In Susquehanna
International Group Limited v Needham [2017]
IEHC 706, Ms. Justice Baker , sitting in the High Court of Ireland, was faced with a dispute about the extent of the discovery of documents which should be ordered by the court. It is a case in which the plaintiff seeks injunctive relief and damages for breach of contract arising from the alleged misuse of confidential documents obtained in the course of the defendant’s employment regarding the business, employees and business relationships of the plaintiff. Among other claims, it is suggested that the defendant acted so as to help another company to recruit staff from the plaintiff.
There were serious arguments about the width and depth of discovery that was appropriate, with the usual suggestion that the party seeking wider discovery was on a fishing expedition. What makes the case different from the mainstream is what the judge described as ‘the novel question of whether a court should order a person to make discovery of documents that he or she can obtain on foot of a data subject protection request’. One example of the sort of document sought was the notes of the new employer made at the time of the interview of the defendant – information that might often be sought by way of a subject access request but usually by a failed applicant and not for the benefit of the successful applicant’s past employer.
In resisting the call for discovery by making a subject access request, the defendant’s counsel cited Durant v Financial Services Authority [2003] EWCA Civ 1746, in which Auld LJ observed (at [31]) that the request for data made by Mr. Durant was:
‘a misguided attempt to use the machinery of the Act as a proxy for third party discovery with a view to litigation or further investigation, an exercise, moreover, seemingly unrestricted by consideration of relevance’.
It was argued that the purpose was more properly achieved by an order for discovery or non-party discovery. She argued that the power to order discovery is a judicial power and that the plaintiff was attempting to bypass the judicial process. More fundamentally, she argued that the objective of data protection law and the Data Protection Directive is to protect the right of an individual to privacy, to enable the individual to correct any inaccuracy in the personal data relevant to them held by others or to ensure that records of an inaccurate nature are not kept about that person (citing Recital 41).
Baker J ruled as follows:
44. I accept the argument of counsel for the defendant as to the purpose of the Data Protection Directive and the source of the right of a person to make a data request. I consider too that, there are likely to be circumstances where another remedy such as non-party discovery is more appropriate. This derives from the principle that discovery must not be permitted to be oppressive of a litigant and must be proportionate.

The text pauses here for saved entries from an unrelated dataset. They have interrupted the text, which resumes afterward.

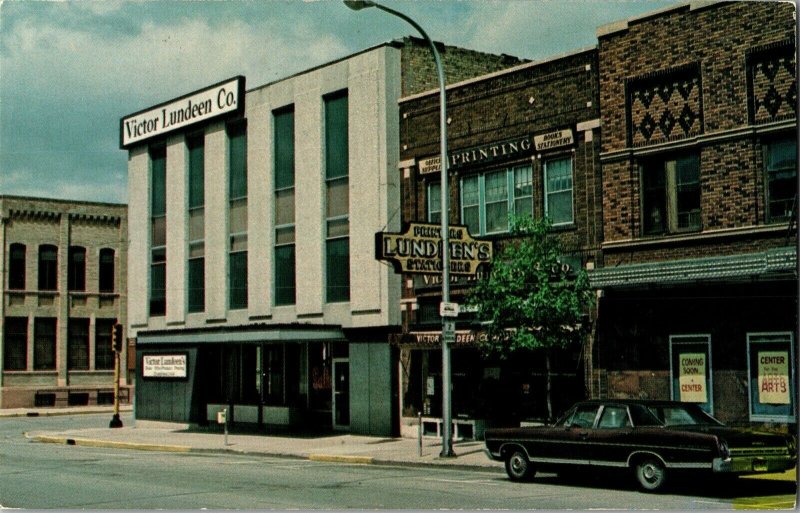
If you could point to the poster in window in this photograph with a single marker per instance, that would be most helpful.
(692, 378)
(773, 377)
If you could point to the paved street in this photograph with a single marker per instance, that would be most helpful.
(49, 475)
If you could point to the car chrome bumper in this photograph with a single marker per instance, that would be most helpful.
(754, 464)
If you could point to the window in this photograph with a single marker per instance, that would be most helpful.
(44, 343)
(781, 160)
(78, 344)
(337, 199)
(48, 267)
(771, 375)
(692, 376)
(106, 270)
(237, 189)
(488, 199)
(435, 202)
(16, 267)
(103, 352)
(196, 264)
(558, 191)
(76, 273)
(284, 208)
(15, 344)
(671, 195)
(158, 235)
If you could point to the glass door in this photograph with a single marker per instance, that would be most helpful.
(341, 393)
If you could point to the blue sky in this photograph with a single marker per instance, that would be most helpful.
(70, 70)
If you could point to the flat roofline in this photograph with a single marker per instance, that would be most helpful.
(59, 200)
(499, 73)
(621, 25)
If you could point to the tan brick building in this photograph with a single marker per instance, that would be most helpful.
(63, 287)
(699, 285)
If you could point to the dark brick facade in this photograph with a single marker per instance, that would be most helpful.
(717, 82)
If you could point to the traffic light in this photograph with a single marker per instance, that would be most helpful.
(116, 338)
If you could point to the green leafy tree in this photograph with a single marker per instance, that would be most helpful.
(529, 301)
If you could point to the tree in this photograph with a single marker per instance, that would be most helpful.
(530, 299)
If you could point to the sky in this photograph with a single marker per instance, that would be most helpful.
(69, 70)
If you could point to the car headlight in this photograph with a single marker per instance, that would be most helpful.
(724, 451)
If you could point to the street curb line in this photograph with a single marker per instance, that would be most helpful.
(341, 458)
(105, 443)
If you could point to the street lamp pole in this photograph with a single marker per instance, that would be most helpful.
(448, 325)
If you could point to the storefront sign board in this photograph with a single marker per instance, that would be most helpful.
(692, 378)
(773, 377)
(164, 366)
(197, 107)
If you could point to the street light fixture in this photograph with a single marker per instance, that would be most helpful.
(448, 325)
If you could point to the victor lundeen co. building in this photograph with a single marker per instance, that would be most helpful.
(254, 286)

45. I am not satisfied that the request in the present case is oppressive or disproportionate. From the evidence and arguments before me, I am satisfied that the defendant has a unique right to seek certain classes of documents. While the request is couched in the language of contemporary data rights, the class of documents sought to be discovered is a type of document which is known and recognised in the common law. A person may be compelled to make discovery of documents which are in the possession of an agent of that person, for example a solicitor, a banker or a trustee, to take a few examples. While I accept that counsel for the defendant is correct regarding the purpose of the Data Protection Directive, and while the plaintiff could seek in the alternative to make an application for non-party discovery against Citadel or Execuzen, the test remains that which is long established in the authorities, namely whether the documents are relevant and necessary and the request is proportionate and not unduly oppressive.
…
49. The present request for discovery is not in my view an attempt to use data protection law for a collateral purpose. The judgment of the Court of Appeal for England and Wales in Durant v. Financial Services Authority is not on point, as it concerned whether the applicant was himself entitled to access to information, and the Court held that he was misguided, as the proper course of action was to seek discovery and not to make a data request.

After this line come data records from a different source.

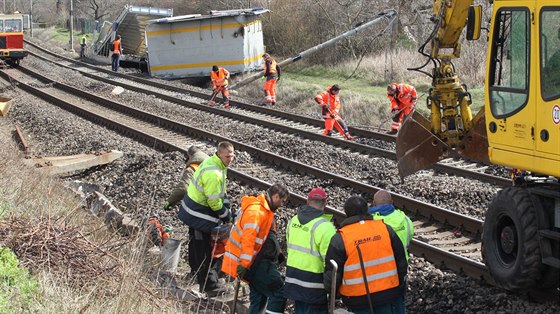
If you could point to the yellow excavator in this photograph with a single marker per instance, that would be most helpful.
(519, 127)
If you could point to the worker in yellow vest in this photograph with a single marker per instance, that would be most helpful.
(308, 236)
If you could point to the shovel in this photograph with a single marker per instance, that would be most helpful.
(211, 102)
(333, 287)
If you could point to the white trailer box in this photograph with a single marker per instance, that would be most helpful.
(189, 45)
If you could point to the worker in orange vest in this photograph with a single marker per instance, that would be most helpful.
(195, 158)
(403, 100)
(219, 77)
(117, 52)
(272, 74)
(253, 250)
(372, 265)
(330, 103)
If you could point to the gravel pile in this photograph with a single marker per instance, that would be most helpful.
(139, 182)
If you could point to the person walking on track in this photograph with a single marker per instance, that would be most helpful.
(117, 52)
(220, 77)
(253, 250)
(272, 74)
(202, 209)
(308, 236)
(372, 266)
(403, 100)
(330, 104)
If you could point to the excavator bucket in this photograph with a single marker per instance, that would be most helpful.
(475, 142)
(417, 147)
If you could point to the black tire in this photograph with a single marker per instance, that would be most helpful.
(510, 243)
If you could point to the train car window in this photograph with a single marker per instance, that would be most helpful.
(550, 53)
(12, 26)
(509, 69)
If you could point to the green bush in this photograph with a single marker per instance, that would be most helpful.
(18, 289)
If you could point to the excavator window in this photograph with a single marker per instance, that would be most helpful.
(509, 73)
(550, 53)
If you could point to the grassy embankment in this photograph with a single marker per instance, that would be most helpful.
(363, 95)
(76, 263)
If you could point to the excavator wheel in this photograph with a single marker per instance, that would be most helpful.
(510, 241)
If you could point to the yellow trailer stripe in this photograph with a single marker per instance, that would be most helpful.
(203, 64)
(198, 28)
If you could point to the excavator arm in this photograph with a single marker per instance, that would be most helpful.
(451, 128)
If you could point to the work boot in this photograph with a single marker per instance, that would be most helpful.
(218, 288)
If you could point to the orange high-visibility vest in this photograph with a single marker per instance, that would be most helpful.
(117, 46)
(248, 234)
(405, 99)
(332, 101)
(378, 258)
(219, 79)
(272, 69)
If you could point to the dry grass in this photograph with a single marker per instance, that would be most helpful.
(80, 264)
(363, 84)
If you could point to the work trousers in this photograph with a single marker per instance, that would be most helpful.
(225, 93)
(200, 257)
(338, 124)
(308, 308)
(266, 284)
(397, 121)
(270, 90)
(396, 307)
(82, 51)
(115, 61)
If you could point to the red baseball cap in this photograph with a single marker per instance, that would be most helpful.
(317, 194)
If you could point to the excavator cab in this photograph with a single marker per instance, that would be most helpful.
(451, 131)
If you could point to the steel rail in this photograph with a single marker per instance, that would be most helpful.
(433, 254)
(269, 124)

50. It matters not therefore that data protection legislation deriving from the Directive has the primary purpose of protecting the right of privacy and accuracy regarding personal data held by others, if the effect of the legislation is to make available as of right certain information held by others relevant to that person.
51. There is no principled reason why information which is capable of being obtained by a data request cannot be the subject matter of a request for discovery. The law would suggest that a data access request ought not to replace discovery where discovery is the more relevant remedy, and the corollary may equally be the case, that discovery ought not to replace a data request. But the question at issue in the present case is whether the defendant can be compelled to obtain documents which are within his power by making a data request. I consider that he can.’
Baker J accepted, however, that the order for discovery must not be oppressive and that the subject access request might not yield all that was hoped for by the plaintiff. The defendant was ordered to take reasonable steps to obtain the documents by means of a subject access request.